Jones was born in Tarboro and went to UNC. During his time in Chapel Hill, he was shot at by Klansmen after he went to an integrated party, was arrested at a sit-in, and had ammonia thrown in his eyes at a whites-only grocery store. He, notably, doesn’t see Southern pride and the Civil Rights Movement as incompatible. “I think Stonewall Jackson was a heroic figure,” he told the Washington Post in 2002. “I think Martin Luther King was the greatest man I ever met. I don't see any conflict in having those thoughts, frankly.” More recently, he declared that he didn’t see the Confederate Battle Flag as a racist symbol. That flag was painted on top of the “General Lee,” the Dodge Charger that the Duke boys drove in the TV show.

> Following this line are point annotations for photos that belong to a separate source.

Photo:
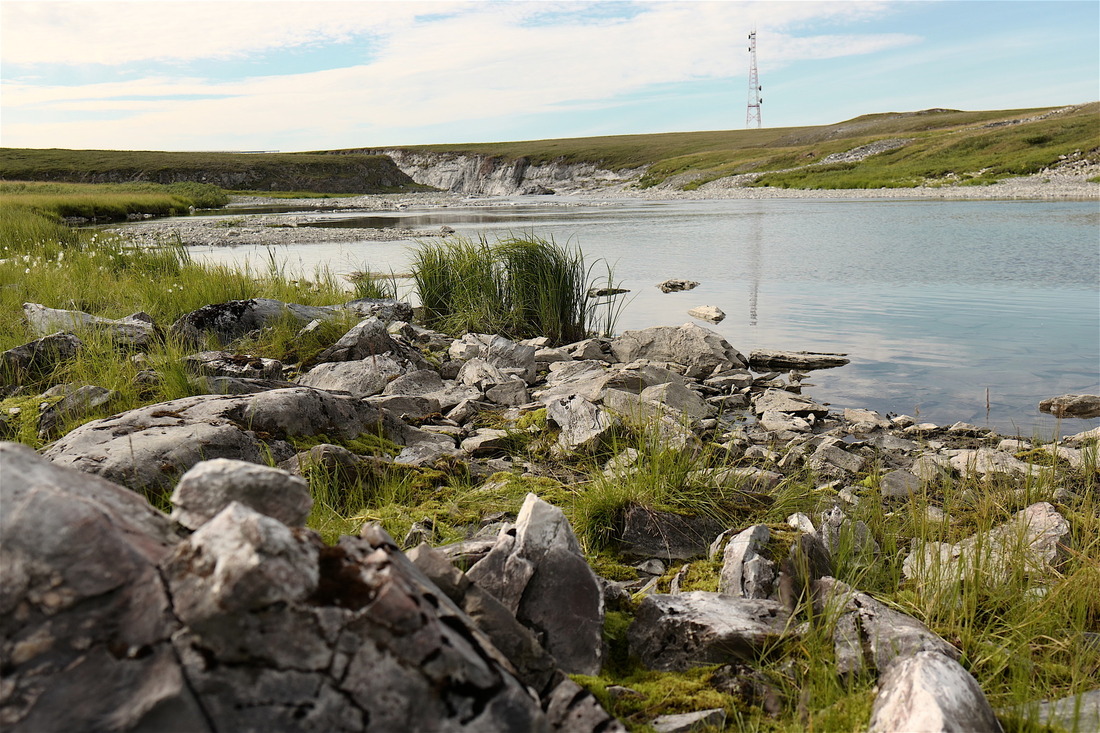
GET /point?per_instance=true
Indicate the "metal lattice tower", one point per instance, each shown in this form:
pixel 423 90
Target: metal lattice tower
pixel 752 113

Anyhow, I asked Jones if I could publish his original email. He sent another one:
Help yourself. But I pulled the punches, sir. This kind of "historical revisionism" is appalling to the true historian. Events (and people) must be judged in the context of their times and circumstances. There are those of a similar mindset going about who wish to remove all evidence of men such as George Washington (largest slaveowner in Virginia at one time) and Thomas Jefferson (noted slaveowner) without whom we would simply have no American nation or government under which we could discuss such niceties.
The serious historian (and the serious writer) understands how the road of history and progress is made. It is not made by attacking a past in which those men and women were doing the best they could with the hand they were dealt.
As one who is descended both from the Confederacy and from those who suffered in slavery, I write as one who knows how this kind of thinking is setting back the hard-won gains of the Civil Rights Movement. It does not unite. It divides. And there is evidence that this sort of "cultural Marxism" is intended to divide. I would argue that this discussion is evidence of those unnecessary divisions.
Please feel free to print this response also.